Thursday, November 8, 2007



Last month I took delivery of roughly, 10 carrier bags full of
quinces.  I have baked some, given away plenty and thrown a few due to
mould, but last week, I finally managed to boiled, puree and reduced at
least 4 bags of the beautiful fragrant fruit to a sticky paste to
end up with a relatively small amount of Membrillo.  I don't know
what I'm going to do with the remaining fruit? Perhaps quince-meat for
next years mince pies or quince vodka for next months celebrations. I'm even considering another batch of Membrillo - it's a great excuse to stand still for 90 mins.

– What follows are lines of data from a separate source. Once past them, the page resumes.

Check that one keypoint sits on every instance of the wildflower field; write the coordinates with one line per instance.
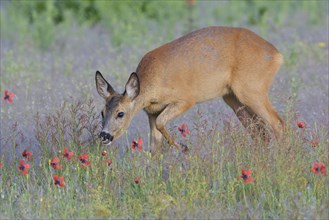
(52, 164)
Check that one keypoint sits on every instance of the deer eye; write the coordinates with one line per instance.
(121, 114)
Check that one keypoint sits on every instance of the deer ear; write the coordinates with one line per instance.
(132, 86)
(104, 89)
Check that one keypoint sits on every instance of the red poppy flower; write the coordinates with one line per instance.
(54, 164)
(59, 181)
(109, 162)
(8, 96)
(68, 154)
(301, 124)
(84, 160)
(314, 142)
(319, 167)
(246, 176)
(137, 180)
(23, 168)
(137, 144)
(183, 130)
(27, 154)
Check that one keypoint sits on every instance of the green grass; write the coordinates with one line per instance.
(204, 183)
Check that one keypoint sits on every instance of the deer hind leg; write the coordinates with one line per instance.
(247, 117)
(171, 111)
(259, 103)
(156, 136)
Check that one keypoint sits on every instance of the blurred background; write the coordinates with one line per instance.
(51, 49)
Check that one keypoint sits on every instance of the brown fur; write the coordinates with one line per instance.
(233, 63)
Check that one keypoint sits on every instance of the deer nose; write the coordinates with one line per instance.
(105, 137)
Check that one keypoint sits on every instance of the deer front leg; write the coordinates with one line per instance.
(170, 112)
(156, 136)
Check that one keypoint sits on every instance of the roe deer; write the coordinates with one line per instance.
(233, 63)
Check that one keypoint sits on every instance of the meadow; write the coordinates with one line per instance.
(50, 116)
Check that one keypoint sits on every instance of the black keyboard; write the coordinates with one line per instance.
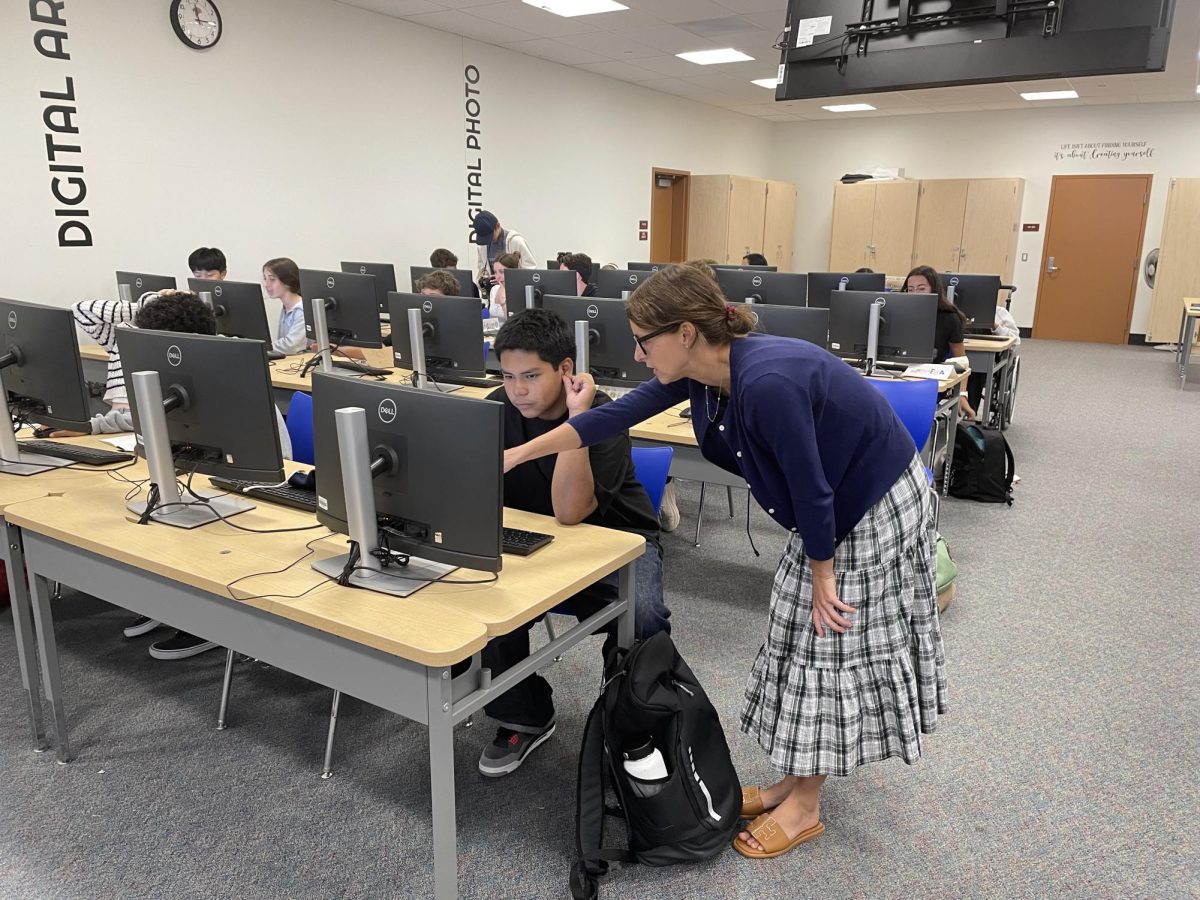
(76, 453)
(522, 544)
(294, 497)
(360, 367)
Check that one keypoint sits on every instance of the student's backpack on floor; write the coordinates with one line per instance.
(983, 466)
(688, 816)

Membrillo - Spanish Quince Paste

(Taken from Jane Grigson's Fruit Book)

  • I used about 2 kilo quinces, washed, de-fuzzed and roughly chopped

  • granulated sugar

  • small, shallow baking tin lined with silicone paper

  1. Wash quinces and wipe off the grey fuzzy fluff  jackets they wear.

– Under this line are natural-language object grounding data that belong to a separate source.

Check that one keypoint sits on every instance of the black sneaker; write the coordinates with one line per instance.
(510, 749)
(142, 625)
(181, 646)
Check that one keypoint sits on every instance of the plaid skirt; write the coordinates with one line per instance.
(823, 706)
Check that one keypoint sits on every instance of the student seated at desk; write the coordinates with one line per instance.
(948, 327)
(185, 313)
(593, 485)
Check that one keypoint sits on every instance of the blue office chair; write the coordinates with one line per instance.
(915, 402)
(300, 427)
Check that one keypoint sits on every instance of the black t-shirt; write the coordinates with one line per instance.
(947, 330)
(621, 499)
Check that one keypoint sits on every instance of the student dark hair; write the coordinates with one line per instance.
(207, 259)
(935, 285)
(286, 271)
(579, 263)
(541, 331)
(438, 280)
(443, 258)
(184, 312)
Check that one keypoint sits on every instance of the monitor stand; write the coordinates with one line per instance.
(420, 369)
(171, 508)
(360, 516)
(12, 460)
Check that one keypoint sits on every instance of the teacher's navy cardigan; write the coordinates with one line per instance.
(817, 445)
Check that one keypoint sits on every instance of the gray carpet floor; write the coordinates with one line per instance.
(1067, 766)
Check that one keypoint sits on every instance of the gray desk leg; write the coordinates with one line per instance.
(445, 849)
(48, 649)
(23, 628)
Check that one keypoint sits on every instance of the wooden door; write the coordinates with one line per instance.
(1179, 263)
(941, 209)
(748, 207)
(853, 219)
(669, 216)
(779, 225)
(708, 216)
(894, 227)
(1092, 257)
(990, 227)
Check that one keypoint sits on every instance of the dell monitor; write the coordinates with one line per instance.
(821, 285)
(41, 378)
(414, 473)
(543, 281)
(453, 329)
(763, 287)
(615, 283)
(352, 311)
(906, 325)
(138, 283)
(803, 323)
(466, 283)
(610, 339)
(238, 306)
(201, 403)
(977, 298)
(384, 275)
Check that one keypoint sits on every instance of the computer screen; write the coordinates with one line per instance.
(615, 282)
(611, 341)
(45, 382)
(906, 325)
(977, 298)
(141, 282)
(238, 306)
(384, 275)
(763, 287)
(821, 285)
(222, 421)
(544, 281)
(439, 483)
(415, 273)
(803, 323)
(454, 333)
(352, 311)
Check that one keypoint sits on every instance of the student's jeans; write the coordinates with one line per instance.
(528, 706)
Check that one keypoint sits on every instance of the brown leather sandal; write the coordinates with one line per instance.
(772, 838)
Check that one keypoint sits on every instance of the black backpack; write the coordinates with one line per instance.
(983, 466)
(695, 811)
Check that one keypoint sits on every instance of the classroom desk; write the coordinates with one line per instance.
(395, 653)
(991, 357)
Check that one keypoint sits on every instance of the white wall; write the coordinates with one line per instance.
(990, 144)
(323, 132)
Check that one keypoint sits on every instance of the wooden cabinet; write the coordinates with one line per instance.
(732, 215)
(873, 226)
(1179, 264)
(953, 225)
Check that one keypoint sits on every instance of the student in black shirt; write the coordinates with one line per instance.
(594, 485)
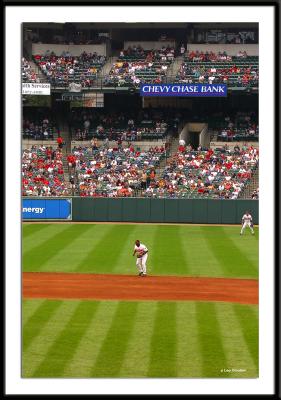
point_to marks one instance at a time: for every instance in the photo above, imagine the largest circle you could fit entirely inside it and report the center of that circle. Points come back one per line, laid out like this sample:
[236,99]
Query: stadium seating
[136,66]
[147,125]
[28,73]
[240,126]
[235,71]
[38,125]
[66,69]
[205,174]
[113,172]
[42,172]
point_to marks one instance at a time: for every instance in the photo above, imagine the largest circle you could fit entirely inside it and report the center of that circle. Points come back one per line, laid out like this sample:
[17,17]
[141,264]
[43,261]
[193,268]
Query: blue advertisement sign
[46,209]
[184,90]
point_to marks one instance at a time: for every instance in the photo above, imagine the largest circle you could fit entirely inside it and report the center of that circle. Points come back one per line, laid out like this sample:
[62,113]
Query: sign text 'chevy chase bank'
[195,90]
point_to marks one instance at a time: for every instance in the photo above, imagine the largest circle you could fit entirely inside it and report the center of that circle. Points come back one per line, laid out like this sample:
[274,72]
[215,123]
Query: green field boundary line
[126,223]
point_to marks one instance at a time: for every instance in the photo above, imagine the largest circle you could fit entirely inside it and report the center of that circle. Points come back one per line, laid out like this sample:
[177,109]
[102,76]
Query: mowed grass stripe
[163,345]
[125,263]
[33,240]
[233,261]
[32,229]
[201,261]
[236,348]
[114,347]
[89,347]
[136,360]
[34,259]
[36,323]
[104,253]
[189,357]
[70,256]
[248,320]
[28,308]
[247,243]
[168,252]
[209,335]
[40,346]
[63,348]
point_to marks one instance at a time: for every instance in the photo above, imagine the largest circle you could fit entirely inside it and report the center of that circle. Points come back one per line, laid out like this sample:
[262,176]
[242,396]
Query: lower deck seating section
[234,71]
[255,194]
[205,174]
[28,73]
[37,124]
[42,172]
[241,126]
[66,69]
[146,125]
[135,66]
[113,172]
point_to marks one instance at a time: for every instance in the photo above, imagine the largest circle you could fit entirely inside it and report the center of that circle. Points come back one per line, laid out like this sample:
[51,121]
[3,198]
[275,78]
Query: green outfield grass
[74,338]
[214,251]
[139,339]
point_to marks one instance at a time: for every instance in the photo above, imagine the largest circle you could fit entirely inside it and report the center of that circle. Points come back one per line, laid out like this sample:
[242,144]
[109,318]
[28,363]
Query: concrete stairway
[172,150]
[107,67]
[38,72]
[173,68]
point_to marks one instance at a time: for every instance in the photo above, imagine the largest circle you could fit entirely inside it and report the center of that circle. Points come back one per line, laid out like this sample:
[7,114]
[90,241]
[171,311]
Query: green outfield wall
[163,210]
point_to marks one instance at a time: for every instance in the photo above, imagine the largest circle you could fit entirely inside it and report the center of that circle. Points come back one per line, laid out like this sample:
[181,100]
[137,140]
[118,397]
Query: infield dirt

  2. Roughly chop and put into large heavy based saucepan or preserving pan and cover with cold water.

  3. Simmer until the fruit is tender.

  4. Leave to cool, then drain the fruit from it's liquid and puree using a blender.

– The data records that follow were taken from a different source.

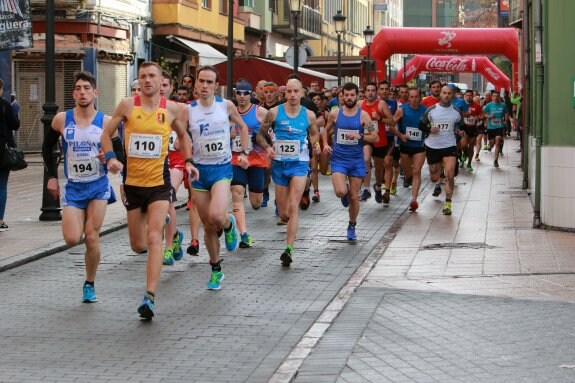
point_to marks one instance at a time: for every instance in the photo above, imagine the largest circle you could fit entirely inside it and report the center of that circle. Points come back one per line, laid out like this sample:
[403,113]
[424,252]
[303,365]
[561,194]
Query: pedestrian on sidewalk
[8,123]
[87,191]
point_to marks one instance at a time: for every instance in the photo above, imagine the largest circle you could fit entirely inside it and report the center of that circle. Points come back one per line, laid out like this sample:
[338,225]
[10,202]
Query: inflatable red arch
[444,41]
[421,63]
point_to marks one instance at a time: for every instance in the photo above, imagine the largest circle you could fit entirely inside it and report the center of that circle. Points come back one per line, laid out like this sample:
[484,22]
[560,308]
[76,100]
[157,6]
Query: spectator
[8,123]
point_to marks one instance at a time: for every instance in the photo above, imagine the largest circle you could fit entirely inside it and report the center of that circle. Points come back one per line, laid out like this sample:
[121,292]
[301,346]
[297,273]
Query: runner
[209,127]
[149,120]
[412,144]
[440,122]
[379,112]
[467,142]
[253,116]
[497,115]
[347,155]
[291,123]
[87,191]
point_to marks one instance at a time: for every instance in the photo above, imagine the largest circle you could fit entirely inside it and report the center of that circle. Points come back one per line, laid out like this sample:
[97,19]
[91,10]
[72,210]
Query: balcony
[309,24]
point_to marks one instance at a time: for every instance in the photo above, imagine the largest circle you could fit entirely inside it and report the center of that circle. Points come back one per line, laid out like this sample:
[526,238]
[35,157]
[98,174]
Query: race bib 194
[343,137]
[145,145]
[287,148]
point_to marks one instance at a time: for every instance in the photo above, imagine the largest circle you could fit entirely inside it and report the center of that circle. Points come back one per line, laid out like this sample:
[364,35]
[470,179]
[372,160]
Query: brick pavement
[476,297]
[238,334]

  5. Weigh fruit puree and then match it's weight with granulated sugar.

  6. Heat together, stirring constantly. I managed to listen to the Archers Omnibus and Desert Island Discs, that's at least 90 mins.

  7. During this time the colour of the puree will darken to a deep amber. It is ready when the paste is so stiff, you can hardly stir it, but don't let it start caramelising or catching the bottom of the pan.

  8. Pour into a 2" deep small baking tin, lined with silicone paper.

  9. Leave to dry in airing cupboard or low oven until you can cut it with a hot knife.

  10. Cut into smaller squares and wrap in more silicone paper (not foil as it could tear when removing later). Store in cool dry place or in a box of granulated sugar.

  11. Eat with Spanish Manchego cheese, add small amounts to fruit crumbles and pies, gravy's and sauces, tagines and curries.